De manier waarop verdiende zeker geen schoonheidsprijs. Aan de start stond een sterk deelnemersveld dat ontzettend aan elkaar gewaagd was (uiteindelijk finishte de top 8 binnen 40 seconden van elkaar en allemaal onder de 32:30). In deze groep kon ik het eerste deel van de wedstrijd goed meekomen. Ik merkte dat het niet vanzelf ging, maar tot 3,5 km kon ik toch nog wel vrij makkelijk de aansluiting houden. Daarna zat er echter nogal een vervelend stuk in het parkoers, in de vorm van een onverhard stuk van een kleine kilometer die er met dank aan de regenval van de afgelopen dagen niet bijzonder goed bij lag. Gevoelsmatig leek het alsof hier flink versneld werd, want ik kon nog maar net mijn positie in de kopgroep bewaren (achteraf bleek dit juist de langzaamste kilometer te zijn).

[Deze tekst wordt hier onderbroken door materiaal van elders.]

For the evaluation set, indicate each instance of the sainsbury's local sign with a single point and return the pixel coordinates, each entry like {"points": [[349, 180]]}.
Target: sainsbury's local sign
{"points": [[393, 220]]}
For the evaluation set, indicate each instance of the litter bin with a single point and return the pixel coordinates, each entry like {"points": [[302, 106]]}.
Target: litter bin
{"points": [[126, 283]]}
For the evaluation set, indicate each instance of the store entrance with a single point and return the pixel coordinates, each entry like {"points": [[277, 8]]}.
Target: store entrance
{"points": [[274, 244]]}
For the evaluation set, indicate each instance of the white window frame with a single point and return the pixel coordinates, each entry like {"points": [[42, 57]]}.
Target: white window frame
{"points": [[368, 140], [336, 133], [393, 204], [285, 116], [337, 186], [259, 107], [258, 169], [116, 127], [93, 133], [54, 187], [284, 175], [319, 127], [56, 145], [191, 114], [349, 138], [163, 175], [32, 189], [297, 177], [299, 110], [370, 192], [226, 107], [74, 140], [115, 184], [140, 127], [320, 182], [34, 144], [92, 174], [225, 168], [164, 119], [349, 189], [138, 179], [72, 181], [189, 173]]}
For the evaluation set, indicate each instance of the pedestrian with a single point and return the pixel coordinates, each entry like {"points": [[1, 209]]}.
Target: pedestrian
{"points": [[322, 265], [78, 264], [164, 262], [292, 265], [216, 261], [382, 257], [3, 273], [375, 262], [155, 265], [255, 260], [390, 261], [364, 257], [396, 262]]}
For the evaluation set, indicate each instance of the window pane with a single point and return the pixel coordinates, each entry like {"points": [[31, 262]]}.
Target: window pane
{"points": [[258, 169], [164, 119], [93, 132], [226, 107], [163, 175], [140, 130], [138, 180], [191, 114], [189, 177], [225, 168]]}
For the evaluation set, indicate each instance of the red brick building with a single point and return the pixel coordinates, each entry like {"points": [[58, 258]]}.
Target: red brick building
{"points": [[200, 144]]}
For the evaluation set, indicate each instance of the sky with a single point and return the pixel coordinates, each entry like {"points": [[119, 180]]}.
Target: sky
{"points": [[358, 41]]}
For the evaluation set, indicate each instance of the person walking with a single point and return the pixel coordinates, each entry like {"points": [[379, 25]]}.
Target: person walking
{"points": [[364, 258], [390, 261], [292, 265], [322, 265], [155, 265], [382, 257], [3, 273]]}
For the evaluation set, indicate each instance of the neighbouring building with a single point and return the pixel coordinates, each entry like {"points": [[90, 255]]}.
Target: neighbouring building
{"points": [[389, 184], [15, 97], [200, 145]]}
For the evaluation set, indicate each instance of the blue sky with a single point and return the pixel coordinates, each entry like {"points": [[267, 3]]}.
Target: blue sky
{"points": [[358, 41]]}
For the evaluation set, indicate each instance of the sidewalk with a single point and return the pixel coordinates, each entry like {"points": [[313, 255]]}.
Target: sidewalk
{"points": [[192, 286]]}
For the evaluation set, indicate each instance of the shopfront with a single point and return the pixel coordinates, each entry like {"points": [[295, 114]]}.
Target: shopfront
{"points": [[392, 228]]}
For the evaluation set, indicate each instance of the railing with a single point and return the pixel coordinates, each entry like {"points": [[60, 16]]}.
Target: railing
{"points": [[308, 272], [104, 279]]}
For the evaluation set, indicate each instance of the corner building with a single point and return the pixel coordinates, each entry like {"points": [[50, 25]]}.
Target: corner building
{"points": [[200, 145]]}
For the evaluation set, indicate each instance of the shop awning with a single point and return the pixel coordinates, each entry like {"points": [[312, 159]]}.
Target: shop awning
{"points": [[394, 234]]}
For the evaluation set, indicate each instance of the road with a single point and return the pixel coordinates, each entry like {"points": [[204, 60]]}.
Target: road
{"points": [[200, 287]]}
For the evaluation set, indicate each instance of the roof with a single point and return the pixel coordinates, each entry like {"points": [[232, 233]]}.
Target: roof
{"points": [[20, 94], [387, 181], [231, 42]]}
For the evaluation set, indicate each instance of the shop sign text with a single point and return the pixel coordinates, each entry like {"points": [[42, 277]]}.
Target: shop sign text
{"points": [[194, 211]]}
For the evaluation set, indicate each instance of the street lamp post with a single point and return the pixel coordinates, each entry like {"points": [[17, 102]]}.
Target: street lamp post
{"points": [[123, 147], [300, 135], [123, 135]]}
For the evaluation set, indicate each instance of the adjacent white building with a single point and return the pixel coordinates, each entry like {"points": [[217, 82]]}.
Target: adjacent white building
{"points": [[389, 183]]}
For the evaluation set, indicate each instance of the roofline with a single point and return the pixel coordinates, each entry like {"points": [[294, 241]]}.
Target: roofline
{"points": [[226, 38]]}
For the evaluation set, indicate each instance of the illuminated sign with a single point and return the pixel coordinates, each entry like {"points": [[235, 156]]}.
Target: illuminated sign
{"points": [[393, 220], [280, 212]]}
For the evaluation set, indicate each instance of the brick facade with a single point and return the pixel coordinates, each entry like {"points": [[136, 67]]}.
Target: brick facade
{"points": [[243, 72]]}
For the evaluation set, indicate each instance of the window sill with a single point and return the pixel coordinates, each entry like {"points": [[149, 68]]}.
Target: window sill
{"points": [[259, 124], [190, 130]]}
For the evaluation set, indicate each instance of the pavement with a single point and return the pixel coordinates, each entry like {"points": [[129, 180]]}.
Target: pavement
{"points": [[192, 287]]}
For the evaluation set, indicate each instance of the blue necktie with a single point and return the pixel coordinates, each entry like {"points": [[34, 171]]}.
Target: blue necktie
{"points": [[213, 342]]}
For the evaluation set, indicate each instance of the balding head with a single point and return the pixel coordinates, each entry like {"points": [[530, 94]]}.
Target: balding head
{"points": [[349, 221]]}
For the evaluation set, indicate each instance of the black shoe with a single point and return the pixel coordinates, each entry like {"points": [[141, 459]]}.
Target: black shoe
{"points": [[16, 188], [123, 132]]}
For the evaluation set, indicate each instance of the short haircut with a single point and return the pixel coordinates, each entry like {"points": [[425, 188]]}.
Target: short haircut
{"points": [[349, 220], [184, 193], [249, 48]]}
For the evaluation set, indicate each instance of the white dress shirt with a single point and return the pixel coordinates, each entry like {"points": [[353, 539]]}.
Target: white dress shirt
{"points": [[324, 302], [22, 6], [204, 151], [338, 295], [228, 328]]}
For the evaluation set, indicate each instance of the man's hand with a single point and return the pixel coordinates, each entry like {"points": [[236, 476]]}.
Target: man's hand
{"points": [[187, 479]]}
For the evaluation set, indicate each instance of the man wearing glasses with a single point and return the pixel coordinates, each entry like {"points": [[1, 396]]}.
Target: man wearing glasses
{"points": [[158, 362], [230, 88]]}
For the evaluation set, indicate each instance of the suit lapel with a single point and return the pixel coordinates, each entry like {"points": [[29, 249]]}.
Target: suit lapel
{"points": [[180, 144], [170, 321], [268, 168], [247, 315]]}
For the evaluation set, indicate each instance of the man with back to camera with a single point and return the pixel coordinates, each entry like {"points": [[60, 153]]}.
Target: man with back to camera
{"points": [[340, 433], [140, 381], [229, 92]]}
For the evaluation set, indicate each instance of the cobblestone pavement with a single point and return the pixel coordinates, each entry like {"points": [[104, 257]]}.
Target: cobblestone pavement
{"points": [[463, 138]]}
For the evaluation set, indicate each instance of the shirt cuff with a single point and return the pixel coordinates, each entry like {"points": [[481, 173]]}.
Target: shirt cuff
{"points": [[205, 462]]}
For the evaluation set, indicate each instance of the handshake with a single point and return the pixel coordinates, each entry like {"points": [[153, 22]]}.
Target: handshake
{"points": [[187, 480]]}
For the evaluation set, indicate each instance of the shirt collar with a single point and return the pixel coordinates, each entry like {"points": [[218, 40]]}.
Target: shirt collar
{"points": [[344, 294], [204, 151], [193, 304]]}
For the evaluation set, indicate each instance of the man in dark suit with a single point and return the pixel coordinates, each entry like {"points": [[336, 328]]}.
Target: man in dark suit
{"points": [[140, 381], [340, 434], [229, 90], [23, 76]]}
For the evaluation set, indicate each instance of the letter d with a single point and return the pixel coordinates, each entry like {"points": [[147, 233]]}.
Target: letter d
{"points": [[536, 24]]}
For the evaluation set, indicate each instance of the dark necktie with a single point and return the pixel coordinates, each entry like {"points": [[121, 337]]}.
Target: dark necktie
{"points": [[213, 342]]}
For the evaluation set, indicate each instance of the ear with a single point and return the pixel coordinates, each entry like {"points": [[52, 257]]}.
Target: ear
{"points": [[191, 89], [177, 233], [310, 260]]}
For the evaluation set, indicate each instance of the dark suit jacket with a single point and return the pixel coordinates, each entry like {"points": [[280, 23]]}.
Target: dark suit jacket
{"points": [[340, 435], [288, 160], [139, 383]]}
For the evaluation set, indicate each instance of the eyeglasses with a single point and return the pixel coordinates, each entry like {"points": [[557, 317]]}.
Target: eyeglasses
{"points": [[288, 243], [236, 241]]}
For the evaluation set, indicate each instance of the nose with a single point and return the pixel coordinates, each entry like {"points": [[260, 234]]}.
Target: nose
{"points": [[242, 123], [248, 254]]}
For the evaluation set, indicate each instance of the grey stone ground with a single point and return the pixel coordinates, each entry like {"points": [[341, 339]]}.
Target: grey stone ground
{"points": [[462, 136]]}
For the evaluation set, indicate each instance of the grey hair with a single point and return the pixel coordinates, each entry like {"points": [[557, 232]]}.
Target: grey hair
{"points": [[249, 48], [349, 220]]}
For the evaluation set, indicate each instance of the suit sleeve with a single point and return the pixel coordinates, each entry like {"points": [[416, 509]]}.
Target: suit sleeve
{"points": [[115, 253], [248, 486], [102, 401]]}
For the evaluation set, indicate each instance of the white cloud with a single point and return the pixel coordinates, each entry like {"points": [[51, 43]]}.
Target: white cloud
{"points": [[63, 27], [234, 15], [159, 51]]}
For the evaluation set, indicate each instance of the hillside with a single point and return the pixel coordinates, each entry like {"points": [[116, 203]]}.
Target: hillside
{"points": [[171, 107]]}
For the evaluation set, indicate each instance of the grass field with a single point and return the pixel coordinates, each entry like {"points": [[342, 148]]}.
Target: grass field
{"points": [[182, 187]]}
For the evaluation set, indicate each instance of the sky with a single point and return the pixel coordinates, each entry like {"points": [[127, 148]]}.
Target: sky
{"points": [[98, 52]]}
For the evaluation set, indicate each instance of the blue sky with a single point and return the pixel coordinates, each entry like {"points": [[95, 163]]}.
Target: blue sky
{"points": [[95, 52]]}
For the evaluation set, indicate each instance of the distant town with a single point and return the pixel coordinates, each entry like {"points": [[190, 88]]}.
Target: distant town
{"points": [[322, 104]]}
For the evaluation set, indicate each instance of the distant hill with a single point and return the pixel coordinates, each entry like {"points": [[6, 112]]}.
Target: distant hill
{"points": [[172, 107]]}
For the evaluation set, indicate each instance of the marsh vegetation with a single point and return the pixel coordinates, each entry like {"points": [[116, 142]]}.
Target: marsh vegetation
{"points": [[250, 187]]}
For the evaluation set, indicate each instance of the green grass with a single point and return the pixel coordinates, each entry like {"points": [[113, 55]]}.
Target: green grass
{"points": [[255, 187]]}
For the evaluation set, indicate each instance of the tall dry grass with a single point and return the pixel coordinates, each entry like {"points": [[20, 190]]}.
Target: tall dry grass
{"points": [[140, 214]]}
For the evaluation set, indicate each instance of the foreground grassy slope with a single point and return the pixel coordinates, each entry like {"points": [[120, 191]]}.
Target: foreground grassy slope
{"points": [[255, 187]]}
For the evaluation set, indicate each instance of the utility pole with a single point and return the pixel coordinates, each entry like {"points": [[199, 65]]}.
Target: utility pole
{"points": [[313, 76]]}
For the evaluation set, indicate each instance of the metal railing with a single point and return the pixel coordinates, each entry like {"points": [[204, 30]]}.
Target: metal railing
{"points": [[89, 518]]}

Toen we aan het einde van dit stuk weer op het asfalt kwamen werd er voor me nu echt flink versneld, waardoor de kopgroep uit elkaar scheurde. Helaas kwam dit voor mij dus precies op het verkeerde moment, want ik had juist even een moment nodig om op adem te komen. Resultaat was dan ook dat ik er behoorlijk af lag en me geen kans zag om dit gat dicht te lopen. Na 7 km begon ik weer een beetje in mijn ritme te komen en kon ik het gat met voormalig teamgenoot Maurice Smit langzaam iets kleiner maken. Een echte versnelling bleef vooralsnog buiten handbereik, totdat ik de laatste kilometer in ging. Hier wist ik alsnog vrij makkelijk de meters naar Maurice te overbruggen en goed door te versnellen tot de finish. Resultaat: een ruim PR (waarin zeker nog veel marge zit) en een 7e plaats.

Na de finish mocht ik even uitpuffen, waarna ik in overleg met coach Wilfred (die overigens de wedstrijd knap wist te winnen) nog een stukje verder mocht trainen – je zult immers wel merken dat je in marathontraining bent. Na een stukje joggen liep ik nog 2,5 km tempo tegen de wind in, gevolgd door 30 sec pauze en wederom 2,5 km terug (nu uiteraard met wind mee). Dan is het mooi om te merken dat je toch minder moe bent dan je denkt, aangezien de snelheid in de laatste 2,5 km toch aardig in de buurt kwam van die tijdens de wedstrijd. Het dagtotaal kwam daarmee nog boven de 22 km en is daarmee een mooie aftrap van het marathonproject.